Plaque-induced abnormalities in neurite geometry in transgenic models of Alzheimer disease: Implications for neural system disruption

Neurites that pass through amyloid-β deposits in Alzheimer disease (AD) undergo 3 changes: they develop phosphorylated tau immunoreactivity; the density of SMI-32-positive dendrites diminishes; and they also develop a marked alteration in their geometric features, changing from being nearly straight to being quite curvy. The extent to which the latter 2 phenomena are related to phosphorylated tau is unknown. We have now examined whether amyloid-β deposits in APP695Sw transgenic mice, which have only rare phosphorylated tau containing neurites, develop these changes. We found that dendritic density is diminished within the boundaries of amyloid-β plaques, with the greatest loss (about 80%, p < 0.001) within the boundaries of thioflavine S cores.
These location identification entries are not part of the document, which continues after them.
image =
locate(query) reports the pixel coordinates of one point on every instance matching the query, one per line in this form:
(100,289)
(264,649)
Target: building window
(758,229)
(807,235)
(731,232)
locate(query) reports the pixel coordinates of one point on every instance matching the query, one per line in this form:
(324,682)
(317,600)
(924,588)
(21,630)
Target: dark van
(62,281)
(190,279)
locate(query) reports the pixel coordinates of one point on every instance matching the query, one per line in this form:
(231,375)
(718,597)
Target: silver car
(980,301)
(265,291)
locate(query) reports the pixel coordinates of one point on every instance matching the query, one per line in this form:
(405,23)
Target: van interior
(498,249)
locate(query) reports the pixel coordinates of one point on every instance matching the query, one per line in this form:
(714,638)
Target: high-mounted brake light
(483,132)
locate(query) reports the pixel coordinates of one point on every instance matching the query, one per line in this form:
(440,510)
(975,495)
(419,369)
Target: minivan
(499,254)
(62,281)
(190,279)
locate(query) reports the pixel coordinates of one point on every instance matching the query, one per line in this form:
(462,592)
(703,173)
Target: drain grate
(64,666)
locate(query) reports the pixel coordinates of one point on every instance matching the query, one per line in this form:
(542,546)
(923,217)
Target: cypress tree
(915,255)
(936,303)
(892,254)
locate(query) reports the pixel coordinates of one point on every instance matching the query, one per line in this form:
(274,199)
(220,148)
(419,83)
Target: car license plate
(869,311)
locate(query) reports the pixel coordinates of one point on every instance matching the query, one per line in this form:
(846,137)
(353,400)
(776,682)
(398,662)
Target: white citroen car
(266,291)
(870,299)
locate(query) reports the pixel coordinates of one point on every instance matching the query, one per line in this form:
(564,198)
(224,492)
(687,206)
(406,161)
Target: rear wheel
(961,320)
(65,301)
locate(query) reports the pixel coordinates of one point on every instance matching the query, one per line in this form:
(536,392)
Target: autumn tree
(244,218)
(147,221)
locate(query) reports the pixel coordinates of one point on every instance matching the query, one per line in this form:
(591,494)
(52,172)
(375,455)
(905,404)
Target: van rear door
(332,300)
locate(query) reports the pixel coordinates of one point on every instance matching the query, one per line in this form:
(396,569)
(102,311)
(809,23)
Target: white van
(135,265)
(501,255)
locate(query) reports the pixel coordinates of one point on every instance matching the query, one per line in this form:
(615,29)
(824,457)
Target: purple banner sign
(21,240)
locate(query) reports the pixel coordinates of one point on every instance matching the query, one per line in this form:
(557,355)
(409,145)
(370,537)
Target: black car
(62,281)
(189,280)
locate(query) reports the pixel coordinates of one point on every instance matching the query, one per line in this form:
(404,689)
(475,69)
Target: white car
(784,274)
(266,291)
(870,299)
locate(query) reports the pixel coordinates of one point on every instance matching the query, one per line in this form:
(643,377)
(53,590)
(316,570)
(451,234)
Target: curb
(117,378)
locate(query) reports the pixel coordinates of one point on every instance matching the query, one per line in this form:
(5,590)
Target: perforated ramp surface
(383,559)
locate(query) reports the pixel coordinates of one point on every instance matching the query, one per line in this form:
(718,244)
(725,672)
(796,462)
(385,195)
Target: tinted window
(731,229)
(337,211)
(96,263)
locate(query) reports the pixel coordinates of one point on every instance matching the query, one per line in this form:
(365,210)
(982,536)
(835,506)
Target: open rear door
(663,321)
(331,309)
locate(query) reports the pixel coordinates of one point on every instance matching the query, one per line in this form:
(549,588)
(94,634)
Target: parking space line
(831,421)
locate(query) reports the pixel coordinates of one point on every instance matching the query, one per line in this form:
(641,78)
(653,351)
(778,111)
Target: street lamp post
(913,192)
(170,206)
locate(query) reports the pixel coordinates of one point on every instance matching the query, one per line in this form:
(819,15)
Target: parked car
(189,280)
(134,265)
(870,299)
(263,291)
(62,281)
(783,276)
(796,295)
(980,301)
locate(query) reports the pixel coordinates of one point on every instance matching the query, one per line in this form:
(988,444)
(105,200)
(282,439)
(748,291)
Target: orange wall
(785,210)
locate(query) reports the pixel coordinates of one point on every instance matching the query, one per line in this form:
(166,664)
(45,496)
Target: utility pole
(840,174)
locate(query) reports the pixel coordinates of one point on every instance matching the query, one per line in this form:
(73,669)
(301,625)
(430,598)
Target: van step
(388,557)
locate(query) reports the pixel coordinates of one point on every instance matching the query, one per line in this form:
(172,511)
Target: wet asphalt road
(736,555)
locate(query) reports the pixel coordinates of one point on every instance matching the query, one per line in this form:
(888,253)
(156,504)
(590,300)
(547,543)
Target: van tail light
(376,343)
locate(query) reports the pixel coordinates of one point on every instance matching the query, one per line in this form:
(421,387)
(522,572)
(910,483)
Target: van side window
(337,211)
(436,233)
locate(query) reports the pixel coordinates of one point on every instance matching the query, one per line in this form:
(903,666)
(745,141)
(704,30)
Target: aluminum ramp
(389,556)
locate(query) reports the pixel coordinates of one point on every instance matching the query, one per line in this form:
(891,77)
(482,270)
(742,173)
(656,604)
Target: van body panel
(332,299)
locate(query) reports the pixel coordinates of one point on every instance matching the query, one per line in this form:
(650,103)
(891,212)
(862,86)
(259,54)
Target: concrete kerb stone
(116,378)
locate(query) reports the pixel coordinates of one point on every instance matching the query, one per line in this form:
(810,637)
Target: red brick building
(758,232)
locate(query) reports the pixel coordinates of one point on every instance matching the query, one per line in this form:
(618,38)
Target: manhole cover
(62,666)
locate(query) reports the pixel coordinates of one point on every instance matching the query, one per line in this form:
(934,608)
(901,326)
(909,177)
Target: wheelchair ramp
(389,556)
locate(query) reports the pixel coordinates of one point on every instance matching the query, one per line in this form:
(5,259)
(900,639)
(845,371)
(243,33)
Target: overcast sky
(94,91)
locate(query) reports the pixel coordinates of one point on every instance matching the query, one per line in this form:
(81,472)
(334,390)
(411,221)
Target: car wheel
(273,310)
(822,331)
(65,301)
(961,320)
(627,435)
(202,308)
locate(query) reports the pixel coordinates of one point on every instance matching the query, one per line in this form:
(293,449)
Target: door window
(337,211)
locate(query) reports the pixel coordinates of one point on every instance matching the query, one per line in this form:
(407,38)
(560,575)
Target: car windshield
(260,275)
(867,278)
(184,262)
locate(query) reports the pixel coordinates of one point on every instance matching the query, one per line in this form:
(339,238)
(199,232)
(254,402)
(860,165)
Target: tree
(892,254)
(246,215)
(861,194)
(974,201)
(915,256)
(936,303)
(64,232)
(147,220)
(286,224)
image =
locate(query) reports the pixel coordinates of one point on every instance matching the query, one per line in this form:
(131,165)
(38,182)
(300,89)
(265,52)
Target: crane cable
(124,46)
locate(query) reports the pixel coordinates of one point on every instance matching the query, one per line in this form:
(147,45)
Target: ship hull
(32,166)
Remaining dendrites within plaques develop substantial morphological alterations quantitatively similar to those seen in AD. A statistically significant but smaller degree of change in geometry was seen in the immediate vicinity around plaques, suggesting a propagation of cytoskeletal disruption from the center of the plaque outward. We examined the possible physiological consequences of this change in dendritic geometry using a standard cable-theory model. We found a predicted delay of several milliseconds in about one quarter of the dendrites passing through a thioflavine S plaque. These results are consistent with previous observations in AD, and suggest that thioflavine S-positive amyloid-β deposits have a marked effect on dendritic microarchitecture in the cortex, even in the relative absence of phosphorylated tau alterations.